Each presidential candidate's views are often distinctly at odds with his own Protestant denomination's -- and in sync with his opponent's.
Gore's positions on abortion and homosexuality are opposed by his own denomination, the Southern Baptist Convention, and echoed by Bush's United Methodist Church.
On many issues, Bush has more in common with the Southern Baptists.
That denomination has been a relentless critic of the Southern Baptist at the White House, President Clinton, for deviating from what it believes are correct Christian teachings. Now convention officials are focusing on the vice president's views, particularly his support for the right to an abortion, and he's not faring well.
''Gore's current stated position ... is a departure from the most fundamental moral instruction of the Scripture,'' says William Merrell, a Southern Baptist Convention vice president. ''The convention is not stuttering when we say that we believe (abortion) is a sin.''
The list of disagreements goes on: Gore supports full inclusion of gay and lesbian families in the life of the nation, including military service. The Southern Baptist statement of faith labels homosexuality a form of ''sexual immorality.''
The convention has said women should not pastors. Gore attends a Southern Baptist church led by a woman minister.
The vice president favors affirmative action. Richard Land, president of the Southern Baptist Convention ethics and religious liberty commission, says that most convention members oppose it.
A spokesman for Gore said that he is against government-sponsored prayers and thinks pre-game invocations before school sports events are ''not truly voluntary.'' Land says that most Southern Baptists support pre-game prayers.
Merrell says that even Southern Baptists who consider themselves environmentalists take issue with some of the vice president's thoughts on God and nature. In his book, ''Earth in the Balance,'' Gore writes of ''an awareness of a constant and holy spiritual presence in all people, all life, and all things.''
Gore's statements, Merrell believes, contradict the Southern Baptist assertion that human beings ''are a special creation of God and are authorized to subdue the earth.''
Bush's denomination, the United Methodist Church, allows members more leeway on social issues, says Gretchen Hakola, the church's communications program director.
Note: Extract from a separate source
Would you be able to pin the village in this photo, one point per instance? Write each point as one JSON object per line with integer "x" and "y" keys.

It's equally permissible, she says, ''to disagree with stances and remain United Methodist as to disagree with the current administration and remain an American.''
Still, many of Bush's positions contradict those of his church.
The governor is against legalized abortion; the United Methodists support it as a ''regrettable option.''
The denomination calls for the right of gays to serve in the military. Bush does not.
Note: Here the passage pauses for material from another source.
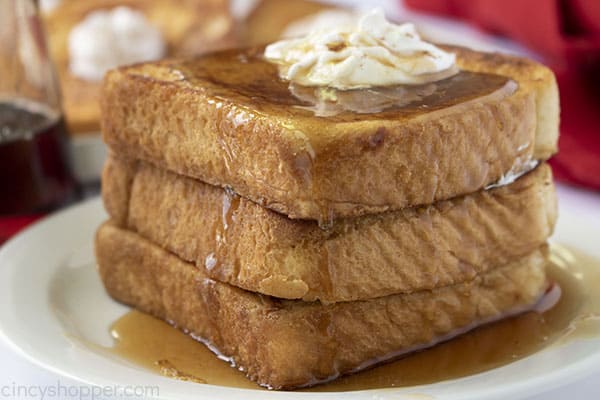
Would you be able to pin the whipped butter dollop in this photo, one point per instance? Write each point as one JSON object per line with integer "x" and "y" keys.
{"x": 373, "y": 52}
{"x": 106, "y": 39}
The church supports affirmative action. Bush opposes quotas and ''preferential treatment'' of minorities.
Bush has defended the legality of student-led prayers, and he expressed disappointment when the Supreme Court voted 6-3 to forbid officially organized football game invocations.
The United Methodist Church has objected to such prayers, arguing that they threaten the separation of church and state.
On the issue of vouchers, government aid to parents choosing to send their children to private or religious schools, the United Methodists say they would harm public schools. Bush defends them as a way of making schools accountable.
The governor has proposed increasing defense spending and supporting a robust missile defense system. The United Methodists have called for stopping the ''militarization of society'' and reducing the manufacture and sale of armaments.
The church wants a total ban on the public's ownership of handguns and assault weapons. Bush calls instead for ''vigorous enforcement of current gun laws.''
While his church opposes the death penalty, Bush believes in capital punishment for heinous crimes.
And what of other candidates' religious views?
Green Party hopeful Ralph Nader has not discussed religion, but Reform Party candidate Pat Buchanan, a Roman Catholic, also disagrees with much of his own tradition's social teaching.
Buchanan has long portrayed himself as a church loyalist, nostalgic for the ''halcyon years'' of the 1940s and '50s. In his autobiography, ''Right from the Beginning,'' he criticized nuns and priests ''in acrimonious rebellion against the patriarchal church.''
Today Buchanan rebels against the patriarch. His positions on immigration, capital punishment and gun control are at odds with those of Pope John Paul II.